2. Among kids whose primary access to computers is at school, what is their “staying power,” i.e., when they leave school do they continue to use computers? At the library? Or do they buy their own? Are data available that would allow us to answer this? I think this question is especially relevant w/r/t socio-economic classes whose numbers are way behind until their access at school is taken into account. I suspect that allows the authors of this report to cast a more optimistic spin on the decreasing inequality shown by their data. (I don't buy the unbridled optimism expressed, for instance, in the intro blurb by the Commerce Secretary, Donald Evans.)
3. This is an extension of question #2: Does chapter 5 make too much of the claim that schools close the gap between kids with and kids without computers in their homes?
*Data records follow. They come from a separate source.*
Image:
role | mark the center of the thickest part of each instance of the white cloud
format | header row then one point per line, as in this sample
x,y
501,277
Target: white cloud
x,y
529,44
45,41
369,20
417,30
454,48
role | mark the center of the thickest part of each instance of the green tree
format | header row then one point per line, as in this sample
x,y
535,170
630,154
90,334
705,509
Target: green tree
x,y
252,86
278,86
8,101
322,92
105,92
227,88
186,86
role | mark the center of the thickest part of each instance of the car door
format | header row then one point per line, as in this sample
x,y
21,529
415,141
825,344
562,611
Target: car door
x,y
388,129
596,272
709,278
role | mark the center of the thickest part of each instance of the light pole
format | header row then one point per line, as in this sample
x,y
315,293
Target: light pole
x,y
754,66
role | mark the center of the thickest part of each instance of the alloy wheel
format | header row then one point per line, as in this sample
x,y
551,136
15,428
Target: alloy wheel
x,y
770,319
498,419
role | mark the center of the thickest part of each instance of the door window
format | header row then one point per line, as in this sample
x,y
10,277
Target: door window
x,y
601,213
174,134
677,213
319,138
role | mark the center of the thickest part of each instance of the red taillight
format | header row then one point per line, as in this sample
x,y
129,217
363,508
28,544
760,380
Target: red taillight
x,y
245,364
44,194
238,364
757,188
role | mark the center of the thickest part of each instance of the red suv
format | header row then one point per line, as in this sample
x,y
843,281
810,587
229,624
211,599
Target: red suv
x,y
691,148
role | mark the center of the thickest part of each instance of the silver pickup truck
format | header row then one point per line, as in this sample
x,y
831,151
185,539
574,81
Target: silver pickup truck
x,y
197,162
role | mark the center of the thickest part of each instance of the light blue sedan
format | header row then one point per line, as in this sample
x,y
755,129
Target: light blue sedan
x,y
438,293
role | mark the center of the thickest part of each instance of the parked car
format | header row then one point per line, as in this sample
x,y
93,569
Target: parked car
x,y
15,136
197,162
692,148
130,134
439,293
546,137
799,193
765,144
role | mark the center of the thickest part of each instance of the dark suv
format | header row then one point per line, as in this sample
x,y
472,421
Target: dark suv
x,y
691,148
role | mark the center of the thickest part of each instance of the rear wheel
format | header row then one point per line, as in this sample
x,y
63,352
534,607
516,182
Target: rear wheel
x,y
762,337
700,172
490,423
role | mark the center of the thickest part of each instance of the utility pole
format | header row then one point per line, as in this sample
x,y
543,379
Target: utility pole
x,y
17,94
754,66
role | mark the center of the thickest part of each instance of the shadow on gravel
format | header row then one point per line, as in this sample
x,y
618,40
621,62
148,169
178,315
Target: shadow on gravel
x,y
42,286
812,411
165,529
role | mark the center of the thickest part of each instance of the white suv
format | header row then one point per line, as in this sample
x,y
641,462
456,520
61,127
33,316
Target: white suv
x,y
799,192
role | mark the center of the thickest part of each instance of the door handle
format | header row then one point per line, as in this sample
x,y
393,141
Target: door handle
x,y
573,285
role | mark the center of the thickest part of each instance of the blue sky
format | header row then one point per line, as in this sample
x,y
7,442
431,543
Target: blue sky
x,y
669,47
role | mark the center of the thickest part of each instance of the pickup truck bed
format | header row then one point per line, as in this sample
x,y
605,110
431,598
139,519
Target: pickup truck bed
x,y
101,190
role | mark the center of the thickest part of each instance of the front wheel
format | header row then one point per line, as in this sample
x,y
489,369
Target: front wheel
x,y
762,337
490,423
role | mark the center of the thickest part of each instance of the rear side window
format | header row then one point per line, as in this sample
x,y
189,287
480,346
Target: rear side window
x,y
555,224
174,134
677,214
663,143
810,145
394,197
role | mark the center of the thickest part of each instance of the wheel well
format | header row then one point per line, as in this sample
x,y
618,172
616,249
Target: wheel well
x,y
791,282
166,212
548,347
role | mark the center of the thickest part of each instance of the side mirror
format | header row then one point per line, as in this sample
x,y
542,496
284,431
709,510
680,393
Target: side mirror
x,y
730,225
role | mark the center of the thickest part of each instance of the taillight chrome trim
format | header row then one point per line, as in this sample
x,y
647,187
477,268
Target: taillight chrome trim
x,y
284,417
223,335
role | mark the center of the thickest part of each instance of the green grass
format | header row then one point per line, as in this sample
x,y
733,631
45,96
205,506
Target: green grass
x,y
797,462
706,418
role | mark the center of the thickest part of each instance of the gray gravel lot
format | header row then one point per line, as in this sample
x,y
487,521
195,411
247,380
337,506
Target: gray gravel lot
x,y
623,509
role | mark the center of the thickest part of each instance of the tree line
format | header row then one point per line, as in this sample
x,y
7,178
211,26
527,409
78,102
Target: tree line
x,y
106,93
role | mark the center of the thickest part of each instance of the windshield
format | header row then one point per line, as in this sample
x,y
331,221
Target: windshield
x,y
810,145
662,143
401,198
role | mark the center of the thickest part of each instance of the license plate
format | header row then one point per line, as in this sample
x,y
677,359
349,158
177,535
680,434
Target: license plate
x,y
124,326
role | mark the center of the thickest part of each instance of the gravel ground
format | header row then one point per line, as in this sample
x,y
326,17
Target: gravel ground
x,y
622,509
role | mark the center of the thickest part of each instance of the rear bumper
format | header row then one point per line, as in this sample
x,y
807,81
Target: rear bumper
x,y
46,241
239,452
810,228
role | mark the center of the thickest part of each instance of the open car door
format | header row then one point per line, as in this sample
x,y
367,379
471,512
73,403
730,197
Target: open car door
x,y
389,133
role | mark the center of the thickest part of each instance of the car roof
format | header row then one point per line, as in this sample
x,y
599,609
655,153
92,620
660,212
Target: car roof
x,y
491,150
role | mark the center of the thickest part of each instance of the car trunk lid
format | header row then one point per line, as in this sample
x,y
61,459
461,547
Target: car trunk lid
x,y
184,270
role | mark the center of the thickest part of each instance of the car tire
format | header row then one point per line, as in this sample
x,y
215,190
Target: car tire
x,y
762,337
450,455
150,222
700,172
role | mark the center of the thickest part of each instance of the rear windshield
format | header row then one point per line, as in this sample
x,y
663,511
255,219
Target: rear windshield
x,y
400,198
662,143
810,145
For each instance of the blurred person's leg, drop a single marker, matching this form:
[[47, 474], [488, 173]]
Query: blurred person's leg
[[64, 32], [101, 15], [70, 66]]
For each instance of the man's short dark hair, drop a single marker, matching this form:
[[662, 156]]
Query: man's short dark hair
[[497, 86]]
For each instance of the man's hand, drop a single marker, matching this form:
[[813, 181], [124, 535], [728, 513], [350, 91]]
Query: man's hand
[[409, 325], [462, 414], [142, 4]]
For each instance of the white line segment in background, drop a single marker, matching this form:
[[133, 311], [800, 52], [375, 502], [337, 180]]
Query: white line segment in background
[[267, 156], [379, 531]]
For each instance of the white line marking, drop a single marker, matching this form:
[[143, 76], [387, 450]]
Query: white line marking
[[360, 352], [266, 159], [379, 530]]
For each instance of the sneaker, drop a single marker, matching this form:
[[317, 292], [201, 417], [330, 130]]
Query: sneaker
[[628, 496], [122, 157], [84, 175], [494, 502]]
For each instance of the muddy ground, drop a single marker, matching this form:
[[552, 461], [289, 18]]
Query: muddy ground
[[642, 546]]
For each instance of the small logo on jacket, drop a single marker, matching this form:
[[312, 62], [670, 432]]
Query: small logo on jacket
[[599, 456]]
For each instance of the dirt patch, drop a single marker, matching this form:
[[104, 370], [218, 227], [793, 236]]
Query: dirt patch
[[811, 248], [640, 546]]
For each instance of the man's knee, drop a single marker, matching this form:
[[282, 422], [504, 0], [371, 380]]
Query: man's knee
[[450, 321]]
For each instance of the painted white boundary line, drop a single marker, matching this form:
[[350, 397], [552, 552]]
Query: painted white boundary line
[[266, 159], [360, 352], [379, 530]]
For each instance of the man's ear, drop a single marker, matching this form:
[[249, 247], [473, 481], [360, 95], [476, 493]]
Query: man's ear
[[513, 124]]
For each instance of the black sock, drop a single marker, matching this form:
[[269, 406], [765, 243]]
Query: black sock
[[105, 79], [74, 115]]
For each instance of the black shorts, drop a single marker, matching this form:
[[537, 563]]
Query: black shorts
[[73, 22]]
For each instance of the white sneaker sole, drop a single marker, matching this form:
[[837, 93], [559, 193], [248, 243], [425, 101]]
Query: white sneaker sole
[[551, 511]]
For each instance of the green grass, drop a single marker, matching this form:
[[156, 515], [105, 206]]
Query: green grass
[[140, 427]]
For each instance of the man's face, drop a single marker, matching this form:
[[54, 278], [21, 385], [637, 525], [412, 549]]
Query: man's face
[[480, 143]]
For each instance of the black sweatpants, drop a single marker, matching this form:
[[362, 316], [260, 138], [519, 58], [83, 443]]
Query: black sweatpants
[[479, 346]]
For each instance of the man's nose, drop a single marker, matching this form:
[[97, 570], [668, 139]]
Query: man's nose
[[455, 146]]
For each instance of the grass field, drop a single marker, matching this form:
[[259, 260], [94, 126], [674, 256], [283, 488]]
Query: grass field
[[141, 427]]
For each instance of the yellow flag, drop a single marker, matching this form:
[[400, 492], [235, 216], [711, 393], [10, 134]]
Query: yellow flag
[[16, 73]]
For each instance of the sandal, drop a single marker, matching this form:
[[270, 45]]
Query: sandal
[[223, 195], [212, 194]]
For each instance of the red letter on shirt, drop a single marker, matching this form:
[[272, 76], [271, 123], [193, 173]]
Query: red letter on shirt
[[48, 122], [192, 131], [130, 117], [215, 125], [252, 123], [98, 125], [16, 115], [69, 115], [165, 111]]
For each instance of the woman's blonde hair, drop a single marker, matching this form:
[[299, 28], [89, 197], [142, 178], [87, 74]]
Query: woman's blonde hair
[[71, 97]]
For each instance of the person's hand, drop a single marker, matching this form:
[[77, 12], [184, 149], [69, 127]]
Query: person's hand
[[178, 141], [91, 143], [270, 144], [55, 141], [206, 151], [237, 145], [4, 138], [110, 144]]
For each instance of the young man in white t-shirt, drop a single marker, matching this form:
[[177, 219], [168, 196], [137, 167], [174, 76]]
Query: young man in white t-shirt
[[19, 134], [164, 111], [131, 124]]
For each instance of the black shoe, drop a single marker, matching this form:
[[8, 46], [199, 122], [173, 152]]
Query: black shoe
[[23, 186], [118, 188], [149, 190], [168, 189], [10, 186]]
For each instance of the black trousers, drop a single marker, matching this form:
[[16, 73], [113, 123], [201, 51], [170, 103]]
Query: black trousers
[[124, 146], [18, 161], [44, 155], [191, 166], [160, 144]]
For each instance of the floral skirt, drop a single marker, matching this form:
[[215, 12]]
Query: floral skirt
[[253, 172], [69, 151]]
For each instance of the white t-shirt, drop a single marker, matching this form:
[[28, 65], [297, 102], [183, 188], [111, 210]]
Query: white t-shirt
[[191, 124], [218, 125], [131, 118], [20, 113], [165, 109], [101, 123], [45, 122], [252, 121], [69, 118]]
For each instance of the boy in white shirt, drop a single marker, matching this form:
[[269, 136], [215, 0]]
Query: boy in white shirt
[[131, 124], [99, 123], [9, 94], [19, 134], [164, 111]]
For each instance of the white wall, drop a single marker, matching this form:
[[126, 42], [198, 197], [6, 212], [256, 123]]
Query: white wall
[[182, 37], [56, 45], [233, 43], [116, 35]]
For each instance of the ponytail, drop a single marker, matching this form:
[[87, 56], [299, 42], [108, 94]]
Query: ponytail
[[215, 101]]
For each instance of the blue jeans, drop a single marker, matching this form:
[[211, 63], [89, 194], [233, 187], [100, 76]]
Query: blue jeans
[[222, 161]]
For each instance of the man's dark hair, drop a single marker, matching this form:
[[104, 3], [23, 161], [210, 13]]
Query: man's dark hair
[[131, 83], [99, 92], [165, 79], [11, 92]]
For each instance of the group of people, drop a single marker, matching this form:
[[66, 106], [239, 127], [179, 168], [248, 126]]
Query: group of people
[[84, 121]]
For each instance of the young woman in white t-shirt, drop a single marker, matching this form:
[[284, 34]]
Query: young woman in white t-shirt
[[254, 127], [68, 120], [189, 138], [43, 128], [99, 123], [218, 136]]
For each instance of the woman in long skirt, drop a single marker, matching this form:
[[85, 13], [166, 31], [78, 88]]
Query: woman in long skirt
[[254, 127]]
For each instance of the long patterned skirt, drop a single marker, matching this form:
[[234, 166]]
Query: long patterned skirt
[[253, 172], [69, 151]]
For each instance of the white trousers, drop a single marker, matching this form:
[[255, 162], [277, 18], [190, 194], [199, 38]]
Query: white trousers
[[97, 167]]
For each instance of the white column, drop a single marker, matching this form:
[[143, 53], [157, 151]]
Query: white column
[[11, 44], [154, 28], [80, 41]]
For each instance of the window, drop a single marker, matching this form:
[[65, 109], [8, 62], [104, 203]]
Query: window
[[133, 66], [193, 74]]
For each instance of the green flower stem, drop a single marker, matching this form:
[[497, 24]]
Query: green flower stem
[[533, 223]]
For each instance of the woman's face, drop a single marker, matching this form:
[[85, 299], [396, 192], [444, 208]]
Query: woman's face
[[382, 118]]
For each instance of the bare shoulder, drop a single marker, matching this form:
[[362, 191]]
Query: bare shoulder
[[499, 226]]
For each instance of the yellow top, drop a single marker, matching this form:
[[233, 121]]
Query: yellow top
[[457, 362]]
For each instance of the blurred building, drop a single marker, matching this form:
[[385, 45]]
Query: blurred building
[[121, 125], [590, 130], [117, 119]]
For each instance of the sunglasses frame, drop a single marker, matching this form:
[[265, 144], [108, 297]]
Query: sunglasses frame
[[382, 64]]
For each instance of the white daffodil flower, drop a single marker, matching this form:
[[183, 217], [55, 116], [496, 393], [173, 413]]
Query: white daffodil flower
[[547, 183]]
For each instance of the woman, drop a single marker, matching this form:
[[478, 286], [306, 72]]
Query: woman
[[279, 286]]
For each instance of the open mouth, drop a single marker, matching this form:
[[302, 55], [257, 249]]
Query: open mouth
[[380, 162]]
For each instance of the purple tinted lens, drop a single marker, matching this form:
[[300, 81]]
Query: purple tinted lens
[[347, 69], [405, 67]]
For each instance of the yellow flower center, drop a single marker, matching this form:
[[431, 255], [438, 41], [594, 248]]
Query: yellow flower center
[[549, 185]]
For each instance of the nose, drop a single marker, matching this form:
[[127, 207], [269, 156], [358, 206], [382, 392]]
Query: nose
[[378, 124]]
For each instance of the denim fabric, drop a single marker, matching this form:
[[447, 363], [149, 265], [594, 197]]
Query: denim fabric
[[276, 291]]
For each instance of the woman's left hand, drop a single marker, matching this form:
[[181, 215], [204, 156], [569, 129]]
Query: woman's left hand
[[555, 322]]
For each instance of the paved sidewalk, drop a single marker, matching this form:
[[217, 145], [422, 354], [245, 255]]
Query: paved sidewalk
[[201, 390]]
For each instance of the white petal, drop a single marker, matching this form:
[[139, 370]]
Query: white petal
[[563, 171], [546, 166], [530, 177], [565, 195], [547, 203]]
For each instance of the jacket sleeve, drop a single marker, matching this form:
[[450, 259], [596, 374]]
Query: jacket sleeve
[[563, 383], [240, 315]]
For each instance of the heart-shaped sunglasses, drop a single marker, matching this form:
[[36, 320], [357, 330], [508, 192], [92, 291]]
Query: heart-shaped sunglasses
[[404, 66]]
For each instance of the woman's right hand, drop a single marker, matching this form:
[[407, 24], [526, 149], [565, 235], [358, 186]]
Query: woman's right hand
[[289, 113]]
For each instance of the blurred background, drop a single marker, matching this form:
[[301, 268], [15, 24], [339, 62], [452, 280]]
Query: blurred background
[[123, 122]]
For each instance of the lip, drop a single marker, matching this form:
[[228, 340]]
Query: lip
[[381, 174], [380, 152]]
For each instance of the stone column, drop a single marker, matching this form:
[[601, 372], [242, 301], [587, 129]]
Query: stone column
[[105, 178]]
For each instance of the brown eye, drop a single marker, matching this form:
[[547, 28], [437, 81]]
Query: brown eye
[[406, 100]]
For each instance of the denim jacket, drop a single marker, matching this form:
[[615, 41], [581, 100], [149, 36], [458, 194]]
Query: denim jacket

For instance, figure 5-6 shows that among kids age 10-17 in the lowest income range, 80.7% have access to computers in schools, while kids in the highest income range are a comparable 88.7%. But I can’t help thinking about the quality of the machines in schools in wealthy communities vs. those in poorer schools. (There may be computers in Beverly Hills High School and Compton High School, but it’s far more likely that the ones in Beverly Hills are fast and have Adobe Photoshop, Premiere, Dreamweaver, Autocad-lite, etc.) As I mentioned in #1, other than connection speed, I think this report glosses over the variation among technologies. A pencil is always a pencil, but an Apple IIe is not a G4.
I am also skeptical that having access to computers at school is comparable to having a computer in the home. The report distorts the difference by repeatedly adding numbers for school-access and home-access and claiming that the resulting number reflects a similar level of experience with computers even though one group may have 50% access through school alone while another has 90% access to computers in their home. These considerations may dampen the reports claim (p. 87) of a trend toward lower inequality.
See you all tomorrow, or, uh, later today.